キラーの口紅がユメの唇に色移りするのも構わず、何度も何度もしつこく唇を重ねた。
キラーはユメの細い腰に手を回し、
「こういうことだ。」
ここで漸く2人の唇が離れた。
「意味わかんない!ダーリンって言われて動揺してたくせに!」
ユメは顔を真っ赤にしながらキラーの口紅が付いたであろう自分の唇を何度も手で擦った。

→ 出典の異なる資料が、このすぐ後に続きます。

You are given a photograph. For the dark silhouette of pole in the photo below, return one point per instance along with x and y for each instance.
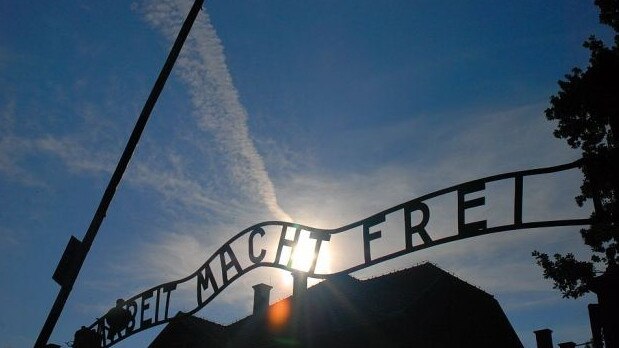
(91, 233)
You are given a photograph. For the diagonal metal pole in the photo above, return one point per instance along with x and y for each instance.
(97, 219)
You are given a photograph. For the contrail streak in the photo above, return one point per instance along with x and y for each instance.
(202, 66)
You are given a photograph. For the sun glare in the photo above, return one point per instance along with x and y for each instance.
(303, 258)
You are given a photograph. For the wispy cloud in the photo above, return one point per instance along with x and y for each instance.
(203, 68)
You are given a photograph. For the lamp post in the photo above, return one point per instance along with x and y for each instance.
(73, 258)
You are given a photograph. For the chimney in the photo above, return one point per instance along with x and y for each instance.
(261, 298)
(543, 338)
(567, 345)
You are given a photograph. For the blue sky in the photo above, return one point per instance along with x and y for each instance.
(321, 112)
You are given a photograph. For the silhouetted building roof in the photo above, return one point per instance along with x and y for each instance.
(422, 306)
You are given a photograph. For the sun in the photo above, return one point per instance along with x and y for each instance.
(303, 258)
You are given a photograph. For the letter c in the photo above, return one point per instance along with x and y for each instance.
(252, 256)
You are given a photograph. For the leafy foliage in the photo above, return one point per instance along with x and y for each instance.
(587, 110)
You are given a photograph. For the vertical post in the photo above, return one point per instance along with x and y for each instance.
(97, 220)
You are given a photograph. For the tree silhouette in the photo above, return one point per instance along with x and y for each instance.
(587, 110)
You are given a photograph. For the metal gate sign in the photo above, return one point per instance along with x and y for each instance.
(247, 251)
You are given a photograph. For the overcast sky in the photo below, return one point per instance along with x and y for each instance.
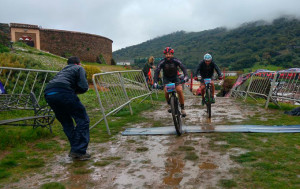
(130, 22)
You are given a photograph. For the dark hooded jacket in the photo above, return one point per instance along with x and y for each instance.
(71, 78)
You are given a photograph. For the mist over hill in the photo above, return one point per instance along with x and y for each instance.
(256, 43)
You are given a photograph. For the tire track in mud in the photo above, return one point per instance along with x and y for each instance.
(163, 162)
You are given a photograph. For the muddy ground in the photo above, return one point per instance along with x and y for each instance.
(152, 161)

ユメの手には所々と口紅がついており、先程のキスが激しかったことが物語っていた。
「ほんと意味わかんない!」
ユメはぶつくさ文句を言うが、満更ではない顔をしている。
するとネコの鳴き声のようなものが聞こえてきた。
「キラー、なんかネコの鳴き声聞こえない?ネコついてきちゃった?早くどうにかしなくちゃ。」
キラーはユメのコロコロ変わる表情を見て楽しんでいた。
怒ったかと思えば、次は不安な表情。
見ていて飽きないとユメのことを視線で追い、無言でユメを見続けた。
ユメは声が聞こえたであろう荷解き出来ていない木箱を開けた。
「キラー、赤ちゃんいるんだけど…。」
どっからどう見ても人間の赤ちゃんが入っていた。
おくるみに巻かれてご丁寧に拾ってくださいと書かれたメモ書きもある。
「……は?」
「なんで?てか出航して時間経ってるのになんで今!?音立てなよ、赤ちゃん!」
「……キッドたちにおれたちの子供ができたって言うか?」
「そんな面白くないボケやめてよ!どうしよ、どうしよ。キッドに見つかったら…。」
「オレに見つかったら?」
「キッドに見つかったらって、えー、ちょっと!キッドいるじゃん!1回キッド追い出そう!そうしよう!キラーと作成会議するから!じゃっ!」
ユメはキッドが作成会議に入れないようにグイグイと扉の外へと追い出した。
「やっぱりわたしたちの子供ができたってことでいこう!」
「そうだな!」
キラーとユメのでかい声での作戦会議をしたみたいで、扉を開けながら
「いや、丸聞こえだっつーの。キッド海賊団にkidはもういらねーから!お前らおれの世話で手いっぱいだろ!」
「「違いない!」」
ユメとキラーが珍しくハモった。
「だが残念な話がある。これから特殊な海域に入るってよ。言っとくがさっきの島には2度と戻れねぇからな。次の島に寄るまで精々コイツの世話しろよ。ここで死んだらさすがに夢見悪ぃからよ。」
キッドは新しいおもちゃを手に入れたように、性格が悪い笑みを浮かべた。
奇しくもユメとキラーの2人の子育てが始まるのだった。